Figure 8A shows the time dependence of the size of the largest W-enriched island emerged in the simulations [27]. Panels B, C and D show this evolution for the numbers of W atoms, W(CO)\(_6\) and CO molecules in the system during the irradiation periods, respectively. The irradiation periods are marked in the plots by the consecutive numbers. The duration of each period is 10 ns. The replenishment periods are excluded from the plots. However, the drops in the number of CO molecules and the number of W(CO)\(_6\), corresponding to the changes of the system that occur during the replenishment periods, are well seen. Both the size and the number of W atoms in the islands grow due to the attachment of new atoms to the islands during the FEBID process. Figure 8A, B indicates the coalescence of smaller islands into a larger single nanostructure (ripening process) during the initial stage of the FEBID process. The irregular spikes on the curves arise at the instants when separate islands merge.

The W–(CO) bonds in precursors dissociate during the irradiation periods leading to the appearance of the CO molecules. Most of these are created in the vicinity of the surface and evaporated later into the vacuum chamber. The evaporation process continues during the replenishment periods. Figure 8D shows that during each irradiation period the number of CO molecules grows nonlinearly. To account for the evaporation process of CO during the replenishment periods, the CO molecules have been removed from the simulation box after each irradiation phase. After that the new W(CO)\(_6\) molecules have been deposited on the surface according to the chosen deposition rate and the duration of the deposition process. This results in the abrupt decrease of the CO molecules and the increase of W(CO)\(_6\) numbers before starting each new cycle irradiation.

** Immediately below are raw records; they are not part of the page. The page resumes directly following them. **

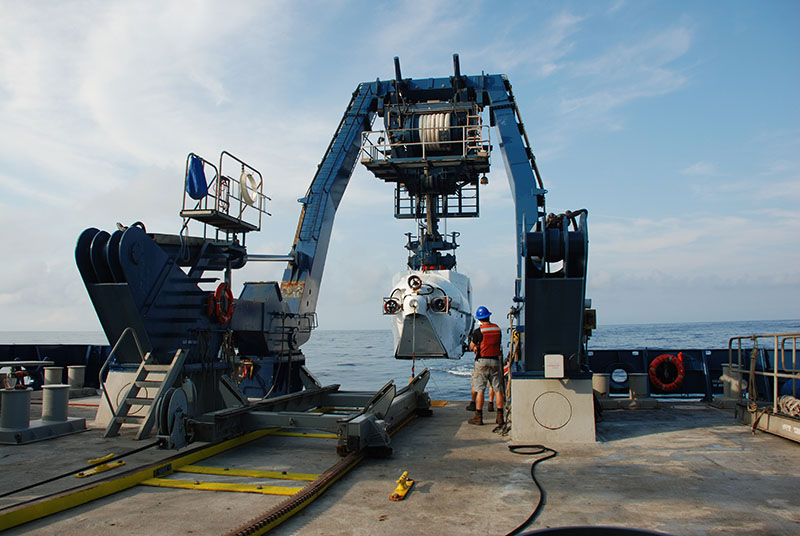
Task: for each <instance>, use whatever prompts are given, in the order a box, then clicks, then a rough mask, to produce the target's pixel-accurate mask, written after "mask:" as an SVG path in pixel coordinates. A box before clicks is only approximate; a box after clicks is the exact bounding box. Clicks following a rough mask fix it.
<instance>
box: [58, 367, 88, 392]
mask: <svg viewBox="0 0 800 536" xmlns="http://www.w3.org/2000/svg"><path fill="white" fill-rule="evenodd" d="M85 374H86V366H85V365H70V366H69V367H67V377H68V381H69V386H70V387H71V388H73V389H83V381H84V377H85ZM59 383H60V382H59Z"/></svg>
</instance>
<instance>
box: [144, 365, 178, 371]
mask: <svg viewBox="0 0 800 536" xmlns="http://www.w3.org/2000/svg"><path fill="white" fill-rule="evenodd" d="M171 367H172V365H145V366H144V370H146V371H147V372H169V369H170V368H171Z"/></svg>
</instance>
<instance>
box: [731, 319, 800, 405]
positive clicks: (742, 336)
mask: <svg viewBox="0 0 800 536" xmlns="http://www.w3.org/2000/svg"><path fill="white" fill-rule="evenodd" d="M761 339H765V340H766V341H769V340H772V351H773V352H774V355H773V363H772V367H771V368H772V370H771V371H770V370H763V371H758V370H755V366H754V364H753V363H751V364H750V366H749V368H748V369H743V367H742V364H743V363H742V350H743V348H742V342H743V341H746V340H749V341H752V342H753V348H744V350H746V351H751V352H755V351H758V350H760V349H761V347H759V344H758V341H759V340H761ZM798 339H800V333H772V334H764V335H744V336H739V337H731V338H730V339H729V340H728V366H729V367H730V370H731V372H733V373H738V377H739V382H740V385H739V400H741V399H742V397H743V389H742V388H741V387H742V385H741V382H742V375H743V374H744V373H747V374H749V375H750V382H751V383H752V382H753V381H754V380H755V376H764V377H769V378H772V411H773V412H774V413H778V406H779V397H778V379H779V378H785V379H789V380H800V370H798V369H797V341H798ZM787 341H792V367H791V371H790V369H789V368H788V367H786V343H787ZM734 342H735V343H736V357H737V360H736V364H735V365H734V363H733V354H734ZM765 349H766V350H769V348H765ZM750 359H751V360H752V359H754V356H751V358H750ZM779 363H780V367H779V365H778V364H779ZM764 364H765V369H768V368H770V367H769V366H768V363H766V362H765V363H764ZM779 368H780V370H782V372H778V371H779ZM793 383H794V381H793ZM753 388H754V386H753V385H748V389H747V392H748V398H749V399H751V400H752V401H753V402H756V400H755V398H754V397H752V390H753ZM793 389H794V385H793ZM793 392H794V393H795V396H796V394H797V393H796V391H794V390H793Z"/></svg>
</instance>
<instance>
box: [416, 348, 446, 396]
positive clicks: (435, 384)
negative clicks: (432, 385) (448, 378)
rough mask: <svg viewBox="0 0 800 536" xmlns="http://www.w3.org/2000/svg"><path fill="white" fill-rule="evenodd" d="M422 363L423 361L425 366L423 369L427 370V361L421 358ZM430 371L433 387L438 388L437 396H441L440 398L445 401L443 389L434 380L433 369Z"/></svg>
mask: <svg viewBox="0 0 800 536" xmlns="http://www.w3.org/2000/svg"><path fill="white" fill-rule="evenodd" d="M420 361H422V366H423V367H425V368H428V365H427V363H425V360H424V359H421V358H420ZM428 370H430V371H431V375H430V379H431V381H432V382H433V386H434V387H435V388H436V394H437V395H438V396H439V398H440V399H441V400H444V396H443V395H444V393H443V392H442V388H441V387H439V384H438V383H436V380H435V379H434V378H433V369H428Z"/></svg>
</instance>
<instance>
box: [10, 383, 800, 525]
mask: <svg viewBox="0 0 800 536" xmlns="http://www.w3.org/2000/svg"><path fill="white" fill-rule="evenodd" d="M96 402H97V397H95V398H93V399H73V400H71V403H72V404H73V405H71V407H70V416H78V417H87V418H88V419H91V418H92V417H93V410H92V409H91V408H90V407H89V406H78V405H75V404H80V403H84V404H91V403H96ZM464 405H465V402H450V403H448V404H447V405H446V406H444V407H441V408H435V409H434V414H433V416H432V417H427V418H418V419H415V420H414V421H412V422H411V423H410V424H408V425H407V426H406V427H405V428H403V429H402V430H400V431H399V432H398V433H397V434H396V435H395V436H394V437H393V439H392V446H393V449H394V453H393V455H392V457H390V458H386V459H366V460H364V461H363V462H361V463H360V464H359V465H358V466H356V467H355V468H354V469H353V470H352V471H350V472H348V473H347V474H346V475H345V476H344V477H343V478H342V479H341V480H339V481H338V482H336V483H335V484H333V486H331V487H330V488H329V489H328V490H327V491H326V492H325V493H324V494H323V495H322V496H321V497H320V498H318V499H317V500H316V501H314V502H313V503H312V504H310V505H309V506H307V507H306V508H305V509H303V510H302V511H301V512H300V513H298V514H297V515H295V516H294V517H292V518H290V519H289V520H288V521H286V522H285V523H283V524H282V525H280V526H278V527H277V528H276V529H275V530H274V531H273V533H275V534H382V535H383V536H389V535H394V534H397V535H404V536H406V535H408V534H434V535H435V534H455V533H460V534H505V533H508V532H510V531H511V530H513V529H515V528H516V527H517V526H518V525H519V524H520V523H522V522H523V521H524V520H525V519H526V518H527V517H528V516H529V515H530V514H531V512H532V511H533V509H534V507H535V506H536V503H537V501H538V498H539V493H538V491H537V489H536V486H535V484H534V483H533V481H532V480H531V477H530V466H531V462H532V461H533V460H534V459H535V457H534V456H529V455H519V454H514V453H511V452H510V451H509V449H508V448H507V446H508V445H509V444H511V440H510V438H507V437H505V438H504V437H501V436H499V435H498V434H496V433H493V432H492V429H493V428H494V425H489V424H487V425H484V426H473V425H470V424H467V423H466V420H467V418H468V417H469V416H470V413H468V412H466V411H464ZM40 407H41V406H37V405H33V406H32V410H31V418H32V419H35V418H37V415H36V412H37V410H38V409H39V408H40ZM89 426H90V429H89V430H88V431H86V432H82V433H78V434H74V435H71V436H65V437H61V438H56V439H51V440H47V441H41V442H38V443H31V444H28V445H21V446H2V447H0V467H1V468H2V472H3V479H2V481H0V494H2V493H5V492H7V491H10V490H12V489H18V488H20V487H22V486H25V485H27V484H30V483H33V482H36V481H42V480H44V479H47V478H50V477H53V476H56V475H59V474H62V473H65V472H68V471H70V470H71V469H72V468H79V467H82V466H84V465H86V461H87V459H89V458H95V457H100V456H103V455H106V454H108V453H110V452H115V453H117V454H119V453H122V452H126V451H129V450H132V449H134V448H137V447H140V446H142V445H143V444H146V443H147V440H145V441H144V442H136V441H133V440H132V432H130V431H124V432H123V434H122V435H121V436H120V437H117V438H110V439H103V438H102V437H101V435H102V431H101V430H98V429H93V428H92V426H91V423H89ZM597 435H598V441H597V442H596V443H593V444H583V445H579V444H572V445H559V444H552V445H547V446H548V447H551V448H553V449H555V450H557V451H558V456H557V457H555V458H553V459H550V460H546V461H544V462H542V463H540V464H539V465H537V468H536V475H537V478H538V479H539V481H540V482H541V484H542V486H543V487H544V489H545V491H546V504H545V506H544V509H543V510H542V512H541V514H540V515H539V517H538V518H537V519H536V520H535V521H534V522H533V523H532V524H531V525H530V526H529V527H528V529H527V530H535V529H542V528H546V527H559V526H579V525H606V526H619V527H635V528H640V529H648V530H656V531H661V532H664V533H667V534H675V535H678V534H680V535H694V534H711V535H715V534H720V535H722V534H726V535H727V534H773V535H780V534H787V535H788V534H798V533H800V494H798V493H797V483H798V477H797V475H798V473H797V467H798V466H800V445H798V444H797V443H794V442H792V441H789V440H786V439H783V438H781V437H777V436H773V435H770V434H767V433H763V432H758V433H756V434H752V433H751V432H750V429H749V427H747V426H744V425H742V424H740V423H738V422H737V421H735V420H734V418H733V410H727V409H717V408H714V407H711V406H709V405H707V404H703V403H671V404H668V403H659V405H658V408H657V409H636V410H624V409H619V410H611V411H604V412H603V415H602V420H600V421H599V422H598V423H597ZM334 446H335V440H333V439H324V438H323V439H320V438H316V439H314V438H296V437H263V438H261V439H258V440H256V441H253V442H252V443H249V444H248V445H246V446H244V447H239V448H237V449H236V450H232V451H228V452H225V453H222V454H218V455H216V456H215V457H214V458H211V459H209V460H204V461H202V462H198V464H202V465H214V466H225V467H238V468H247V469H261V470H268V469H269V470H278V471H288V472H302V473H315V472H318V471H322V470H324V469H325V468H327V467H328V466H330V465H332V464H333V463H335V462H336V460H337V458H338V457H337V456H336V454H335V449H334ZM174 454H175V453H174V452H173V451H162V450H157V449H149V450H145V451H143V452H140V453H138V454H135V455H133V456H130V457H128V458H126V461H127V464H126V466H125V467H124V470H130V469H132V468H135V467H137V466H144V465H146V464H148V463H152V462H154V461H157V460H159V459H164V458H167V457H169V456H173V455H174ZM122 470H123V469H117V470H115V471H122ZM403 471H408V475H409V477H410V478H412V479H414V480H415V485H414V486H413V488H412V489H411V491H410V493H409V494H408V496H407V497H406V499H405V500H404V501H400V502H392V501H389V496H390V494H391V493H392V492H393V491H394V488H395V485H396V484H395V480H396V479H397V478H398V477H399V476H400V474H401V473H402V472H403ZM113 473H114V471H111V472H108V473H104V474H103V475H102V476H103V477H105V476H107V475H109V474H113ZM202 477H203V480H208V478H209V477H208V476H206V475H202ZM96 478H100V477H96ZM183 478H188V479H189V480H192V479H193V478H196V476H194V475H190V476H189V477H186V475H183ZM216 478H218V479H219V478H222V477H216ZM76 483H78V481H77V480H76V479H74V478H72V477H70V478H65V479H60V480H58V481H56V482H53V483H51V484H47V485H44V486H40V487H37V488H34V489H31V490H28V491H24V492H21V493H19V494H16V495H14V496H11V497H4V498H0V508H4V507H7V506H9V505H11V504H14V503H16V502H19V501H20V500H23V499H32V498H35V497H37V496H42V495H45V494H50V493H54V492H57V491H59V490H61V489H64V488H65V487H70V486H75V485H76ZM292 485H297V483H294V484H292ZM282 499H283V497H275V496H268V495H259V494H254V493H230V492H210V491H197V490H184V489H166V488H159V487H145V486H141V485H138V486H135V487H133V488H130V489H127V490H125V491H121V492H119V493H117V494H115V495H112V496H109V497H105V498H101V499H97V500H94V501H92V502H89V503H87V504H84V505H81V506H77V507H74V508H71V509H69V510H65V511H63V512H59V513H55V514H53V515H51V516H48V517H45V518H42V519H40V520H36V521H31V522H29V523H26V524H24V525H20V526H18V527H15V528H12V529H10V530H8V532H7V533H6V534H9V535H13V534H40V535H59V536H63V535H72V534H74V535H81V536H91V535H95V534H98V535H100V534H102V535H104V536H108V535H110V534H126V535H135V534H162V535H173V534H174V535H178V534H221V533H225V532H227V531H229V530H232V529H234V528H236V527H238V526H240V525H242V524H243V523H245V522H246V521H248V520H250V519H252V518H254V517H256V516H257V515H258V514H259V513H260V512H263V511H264V510H266V509H268V508H269V507H270V506H273V505H275V504H277V502H280V500H282Z"/></svg>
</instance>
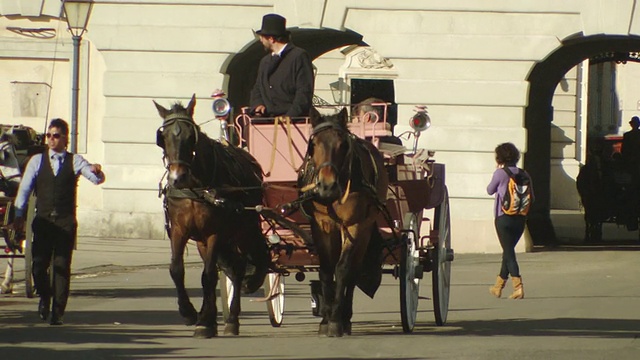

The results reviewed here demonstrate that the IDMD approach provides a powerful computational tool to model the growth process of W-granular metal structures emerging in the FEBID process at the atomistic level of detail [27]. The morphology of the simulated structures, their composition and growth characteristics are consistent with the available experimental data. The performed analysis also indicates the need for further wide exploitation of the IDMD methodology in FEBID and many other processes in which the irradiation of molecular systems and irradiation-driven chemistry play the key role.

7 Conclusions

Irradiation-Driven Molecular Dynamics is a unique computational methodology implemented in the MBN Explorer software package, enabling atomistic-level modeling of irradiation-driven transformations involving complex molecular systems. The concept of IDMD is general and applicable to any molecular system treated with any classical force field implemented in the software. IDMD is capable of describing systems modeled through pairwise potentials, many-body force fields, molecular mechanics force fields (including the reactive CHARMM force field) and their combinations. The limited number of parameters determining molecular force fields and their irradiation-driven perturbations results in a countable number of modifications that could occur in a molecular system upon irradiation, thus making the method efficient and accurate. This implementation opens a broad range of possibilities for modeling irradiation-driven modifications and chemistry of complex molecular systems.

Data Availability Statement

This manuscript has no associated data or the data will not be deposited. [Authors’ comment: The data presented in this Topical Review stems mostly from previous publications and can be provided by the authors upon reasonable request.]